Here’s a chart showing a long-run average of the U.S. unemployment rate.
Since 1950, the unemployment rate has averaged around 5%.
So, is that the number Ben Bernanke eyes as he works to reach the “full employment” half of his dual mandate? If so, I think the Fed is fighting a losing battle.
First, the Fed’s stimulus has done little to heal the jobs market. We’ve talked about this before, at length. The unemployment rate has come down from 10% in October 2009 to 7.3% currently, but most of that is attributed to job seekers giving up or accepting part-time work, not finding real jobs.
Here’s another chart, clipped from the always-cynical ZeroHedge, showing the Fed’s return on its jobs growth spend:
On this count, the Fed seems uniquely ill-equipped to “fix” the unemployment problem. But who says 5% unemployment should be the goal moving forward?
A lot has changed since 1950… industrial automation has been displacing workers for years and even more disruptive technologies are on the horizon. Rather than blaming the current unemployment rate on the Great Recession (obviously the trigger but not necessarily the root cause) or the Fed’s inability to push it back in line quickly, one has to wonder if we’re witnessing a structural change – a new economy, in which fewer employees are required to produce the same volume of goods and services.

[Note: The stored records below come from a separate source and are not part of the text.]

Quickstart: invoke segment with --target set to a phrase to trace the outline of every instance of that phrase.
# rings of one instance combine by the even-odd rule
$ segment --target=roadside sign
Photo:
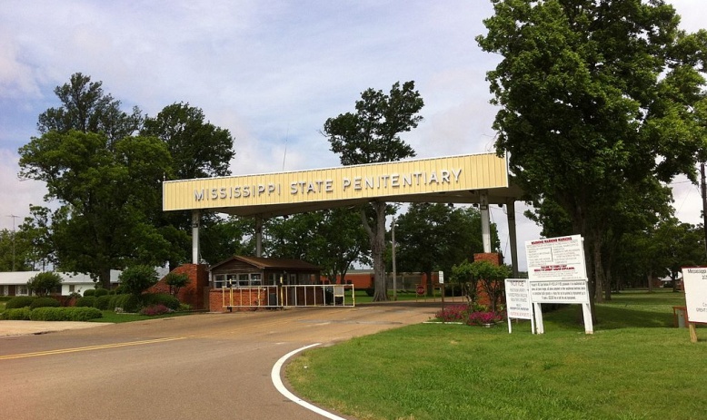
[[[685,306],[690,322],[707,323],[707,267],[682,269]]]
[[[535,321],[533,317],[533,301],[530,295],[530,282],[527,278],[505,279],[505,308],[508,318],[508,334],[513,327],[511,319],[530,319],[531,331],[535,334]]]
[[[528,240],[525,242],[525,255],[538,334],[544,332],[542,303],[582,305],[584,332],[593,334],[584,239],[573,235]]]

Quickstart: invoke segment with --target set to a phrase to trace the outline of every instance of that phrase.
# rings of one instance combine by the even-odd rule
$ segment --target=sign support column
[[[489,190],[482,190],[479,195],[481,208],[481,236],[483,240],[483,252],[491,252],[491,218],[489,217]]]
[[[198,210],[192,210],[192,264],[199,263],[199,220]]]
[[[513,278],[518,278],[518,235],[515,231],[515,201],[509,200],[506,203],[506,220],[508,220],[508,238],[511,241],[511,267]]]

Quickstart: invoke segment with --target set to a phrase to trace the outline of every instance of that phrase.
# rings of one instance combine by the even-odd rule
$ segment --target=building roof
[[[218,264],[214,264],[209,268],[209,270],[213,271],[214,269],[218,269],[219,267],[224,266],[224,264],[234,260],[238,260],[238,261],[244,262],[246,264],[250,264],[260,269],[284,269],[284,270],[292,269],[292,270],[308,270],[308,271],[322,270],[321,268],[314,264],[310,264],[306,261],[303,261],[302,259],[271,259],[271,258],[264,258],[264,257],[244,257],[241,255],[236,255],[224,261],[221,261]]]
[[[0,285],[26,285],[27,281],[42,271],[7,271],[0,273]],[[121,271],[111,270],[111,283],[118,282]],[[87,274],[56,272],[62,278],[62,284],[94,284],[93,278]]]

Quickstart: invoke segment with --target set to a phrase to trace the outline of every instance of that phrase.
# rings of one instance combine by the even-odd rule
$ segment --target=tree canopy
[[[339,155],[343,165],[356,165],[400,161],[415,155],[413,148],[400,138],[417,127],[424,105],[414,82],[401,86],[393,83],[390,93],[369,88],[356,101],[355,112],[339,114],[324,122],[323,133],[331,150]],[[383,201],[374,201],[360,210],[363,228],[368,233],[375,276],[373,300],[387,300],[385,284],[385,217],[389,211]]]
[[[397,267],[403,271],[427,273],[432,293],[432,273],[452,272],[452,267],[472,260],[483,251],[478,210],[452,208],[446,203],[413,203],[395,221]],[[500,241],[492,225],[492,249]]]
[[[704,149],[696,105],[704,102],[707,34],[686,34],[661,0],[493,0],[484,51],[496,149],[536,203],[562,209],[585,238],[590,280],[603,289],[602,249],[622,197],[647,181],[694,179]]]

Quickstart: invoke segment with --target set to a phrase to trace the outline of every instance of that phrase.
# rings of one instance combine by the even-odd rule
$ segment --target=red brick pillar
[[[489,261],[494,266],[500,266],[503,263],[501,254],[498,252],[483,252],[480,254],[473,254],[473,260],[476,261]],[[476,302],[480,305],[491,306],[491,299],[483,289],[481,281],[476,283]]]

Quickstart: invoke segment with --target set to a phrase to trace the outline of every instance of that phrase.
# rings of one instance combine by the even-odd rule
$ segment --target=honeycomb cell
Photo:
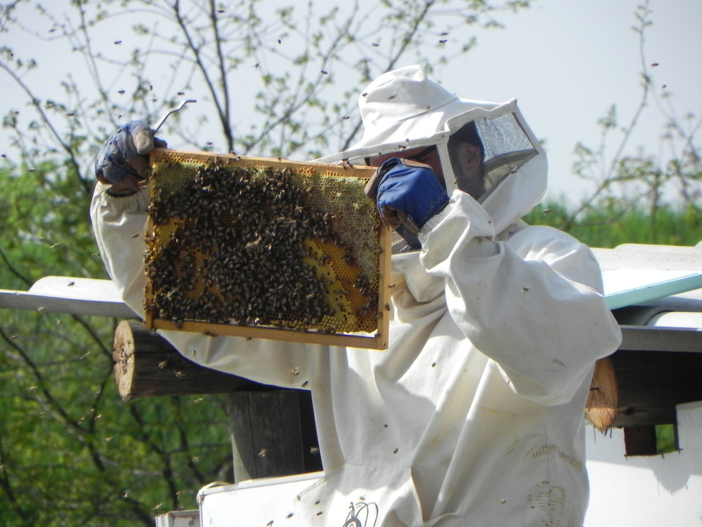
[[[364,193],[372,170],[157,150],[152,173],[145,268],[153,319],[378,330],[388,255]]]

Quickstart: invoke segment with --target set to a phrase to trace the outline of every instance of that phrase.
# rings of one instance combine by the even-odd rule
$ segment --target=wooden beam
[[[0,289],[0,308],[69,315],[136,318],[112,280],[46,276],[29,291]]]

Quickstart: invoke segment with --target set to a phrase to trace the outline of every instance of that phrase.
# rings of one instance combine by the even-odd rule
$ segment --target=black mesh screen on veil
[[[479,149],[482,162],[477,173],[465,174],[463,143]],[[512,113],[495,118],[478,117],[464,124],[451,134],[448,149],[458,188],[478,201],[484,200],[508,174],[537,153]]]

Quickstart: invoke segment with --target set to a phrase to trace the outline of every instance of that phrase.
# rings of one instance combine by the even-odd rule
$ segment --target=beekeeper
[[[519,219],[545,190],[543,148],[515,101],[459,98],[418,66],[381,75],[359,105],[362,139],[320,161],[382,165],[369,192],[397,228],[389,349],[161,334],[208,367],[312,390],[325,476],[290,497],[298,521],[581,526],[583,407],[621,333],[588,248]],[[144,123],[113,136],[91,206],[137,313],[152,145]]]

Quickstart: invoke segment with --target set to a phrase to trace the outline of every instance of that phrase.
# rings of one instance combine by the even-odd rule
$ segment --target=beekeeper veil
[[[359,98],[363,138],[318,160],[378,166],[392,157],[430,164],[450,195],[470,194],[505,229],[546,188],[545,155],[517,106],[459,98],[420,66],[388,72]]]

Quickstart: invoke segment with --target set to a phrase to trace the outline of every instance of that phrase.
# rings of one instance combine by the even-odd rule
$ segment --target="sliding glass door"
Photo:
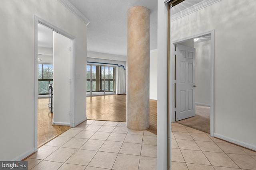
[[[87,65],[87,96],[114,94],[116,67]]]

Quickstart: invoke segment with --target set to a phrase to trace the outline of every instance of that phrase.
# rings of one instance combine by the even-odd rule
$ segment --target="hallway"
[[[172,170],[256,170],[255,152],[179,123],[172,129]],[[88,120],[25,160],[29,170],[156,170],[156,138],[124,122]]]

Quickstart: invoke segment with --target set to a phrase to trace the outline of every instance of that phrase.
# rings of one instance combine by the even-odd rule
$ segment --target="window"
[[[101,66],[100,91],[107,92],[114,92],[114,81],[115,77],[114,72],[115,68],[113,67]],[[105,79],[104,79],[105,78]],[[105,89],[104,87],[105,86]]]
[[[49,94],[50,83],[53,83],[53,64],[38,64],[38,95]]]
[[[91,90],[92,92],[115,92],[115,67],[87,65],[86,68],[87,92]]]

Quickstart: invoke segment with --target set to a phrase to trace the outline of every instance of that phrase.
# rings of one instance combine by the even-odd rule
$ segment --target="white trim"
[[[34,19],[34,150],[33,152],[36,152],[37,151],[37,114],[38,111],[38,64],[37,61],[38,54],[38,40],[37,40],[37,33],[38,31],[38,18],[35,16]],[[26,155],[23,158],[27,156],[29,154]]]
[[[61,125],[62,126],[70,126],[70,123],[67,123],[67,122],[58,122],[52,121],[52,125]]]
[[[172,67],[172,68],[174,68],[174,65],[175,63],[174,59],[174,49],[175,48],[175,45],[178,43],[182,43],[184,41],[186,41],[186,40],[188,40],[189,39],[194,39],[196,37],[203,37],[205,35],[211,35],[211,54],[210,54],[210,59],[211,59],[211,77],[210,77],[210,84],[211,84],[211,96],[210,96],[210,135],[212,136],[214,136],[214,58],[215,58],[215,31],[214,30],[212,30],[212,31],[209,31],[203,33],[202,33],[199,34],[197,34],[194,35],[193,35],[192,36],[190,36],[188,37],[184,38],[182,39],[180,39],[179,40],[176,40],[172,42],[170,44],[170,48],[171,49],[171,55],[170,55],[170,68]],[[174,70],[172,70],[173,72],[173,73],[175,72],[174,71]],[[171,70],[170,70],[170,72]],[[170,74],[170,90],[174,90],[174,75],[172,75],[172,74]],[[172,92],[172,91],[170,91],[170,94],[171,94],[170,92]],[[174,94],[174,93],[173,93]],[[171,116],[172,117],[172,122],[175,122],[175,119],[174,119],[175,117],[175,113],[174,111],[174,100],[172,100],[174,99],[174,94],[173,94],[172,95],[170,96],[170,103],[169,104],[169,106],[170,106],[170,110],[172,111],[172,113],[171,113]],[[171,107],[171,106],[172,107]]]
[[[174,21],[184,16],[188,15],[194,12],[198,11],[207,6],[211,5],[221,0],[204,0],[195,5],[182,10],[179,12],[172,15],[171,21]],[[166,1],[167,0],[166,0]]]
[[[244,147],[250,149],[252,149],[254,150],[256,150],[256,146],[255,145],[254,145],[249,143],[246,143],[245,142],[244,142],[242,141],[234,139],[233,138],[227,137],[226,136],[224,136],[222,135],[220,135],[218,133],[214,133],[214,136],[218,138],[220,138],[221,139],[223,139],[228,142],[231,142],[231,143],[238,145],[241,146],[242,147]]]
[[[116,61],[126,61],[126,56],[116,54],[108,54],[94,51],[87,51],[87,58],[112,60]]]
[[[166,4],[166,3],[168,3],[172,0],[164,0],[164,4]]]
[[[45,62],[44,61],[38,61],[37,63],[38,64],[53,64],[52,62]]]
[[[73,126],[75,124],[75,120],[76,118],[76,113],[75,108],[75,82],[74,81],[75,73],[75,37],[66,32],[63,30],[58,28],[54,25],[47,21],[40,18],[37,16],[34,16],[34,152],[37,151],[37,121],[38,121],[38,24],[40,23],[47,27],[57,32],[62,35],[67,37],[71,40],[71,47],[72,53],[71,53],[71,63],[70,66],[71,74],[70,79],[72,80],[70,83],[70,123],[54,122],[56,125]],[[53,123],[54,122],[53,122]]]
[[[50,97],[49,94],[42,94],[42,95],[38,95],[38,98],[48,98]]]
[[[12,161],[18,161],[20,160],[21,160],[22,159],[24,159],[24,158],[26,158],[28,156],[28,155],[30,155],[30,154],[35,152],[34,149],[34,148],[30,149],[27,152],[26,152],[23,154],[20,155],[19,156],[17,156],[16,157],[14,158],[11,160]]]
[[[210,107],[211,105],[208,104],[205,104],[204,103],[197,103],[196,102],[196,104],[197,104],[198,105],[201,105],[201,106],[208,106],[208,107]]]
[[[70,10],[72,12],[76,15],[79,19],[85,23],[86,25],[89,24],[90,20],[86,18],[78,10],[74,5],[70,2],[68,0],[58,0],[62,5]]]
[[[157,169],[169,170],[171,166],[171,126],[168,129],[167,121],[167,56],[168,5],[158,0],[157,5]],[[168,133],[169,132],[169,134]],[[170,149],[168,159],[168,146]],[[168,167],[168,162],[170,167]]]

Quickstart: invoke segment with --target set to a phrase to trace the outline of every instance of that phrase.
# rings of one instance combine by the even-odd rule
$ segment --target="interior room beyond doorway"
[[[150,127],[147,130],[156,135],[157,101],[150,99],[149,105]],[[89,120],[126,122],[126,94],[87,96],[86,106]]]
[[[210,35],[190,39],[179,44],[195,49],[196,111],[194,116],[177,122],[210,133]]]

If that’s the case, it clearly suggests a bleak future for hundreds of thousands of job seekers. And it means the Fed is fighting a battle it won’t win. Sometimes it’s fun to root for the underdog (i.e., the Fed). Let’s hope this one plays out more like Rudy or The Natural than The Charge of the Light Brigade.
I wouldn’t be surprised to see the unemployment rate average closer to 7%, not 5%, over the next 50 years, whether the Fed’s foot is on the gas or not.